From c377923304f56feb800de931aab63ac9d7de3c61 Mon Sep 17 00:00:00 2001
From: yhyang201 <47235274+yhyang201@users.noreply.github.com>
Date: Thu, 28 Aug 2025 16:09:06 +0800
Subject: [PATCH] [feat] Reduce GPU memory overhead by using weakref (#9673)

---
 .../srt/sampling/penaltylib/orchestrator.py      | 16 ++++++++++++++--
 1 file changed, 14 insertions(+), 2 deletions(-)

diff --git a/python/sglang/srt/sampling/penaltylib/orchestrator.py b/python/sglang/srt/sampling/penaltylib/orchestrator.py
index a75d5e9bb..1abd255cb 100644
--- a/python/sglang/srt/sampling/penaltylib/orchestrator.py
+++ b/python/sglang/srt/sampling/penaltylib/orchestrator.py
@@ -1,7 +1,8 @@
 from __future__ import annotations
 
 import abc
-from typing import TYPE_CHECKING, Set, Type
+import weakref
+from typing import TYPE_CHECKING, Optional, Set, Type
 
 import torch
 
@@ -17,7 +18,7 @@ class BatchedPenalizerOrchestrator:
         penalizers: Set[Type["_BatchedPenalizer"]],
     ):
         self.vocab_size = vocab_size
-        self.batch = batch
+        self._batch_ref = weakref.ref(batch)

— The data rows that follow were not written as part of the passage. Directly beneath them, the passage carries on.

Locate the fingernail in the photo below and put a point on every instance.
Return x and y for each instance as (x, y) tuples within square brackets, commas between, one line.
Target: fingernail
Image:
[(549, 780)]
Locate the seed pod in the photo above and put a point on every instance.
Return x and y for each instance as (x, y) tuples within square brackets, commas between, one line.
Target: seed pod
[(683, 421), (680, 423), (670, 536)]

         self.device = batch.device
         self.penalizers = {Penalizer: Penalizer(self) for Penalizer in penalizers}
 
@@ -27,6 +28,17 @@ class BatchedPenalizerOrchestrator:
             is_required |= pen_is_required
         self.is_required = is_required
 
+    @property
+    def batch(self) -> ScheduleBatch | None:
+        return self._batch_ref()
+
+    @batch.setter
+    def batch(self, value: Optional[ScheduleBatch]):
+        if value is None:
+            self._batch_ref = lambda: None
+        else:
+            self._batch_ref = weakref.ref(value)
+
     def reqs(self):
         return self.batch.reqs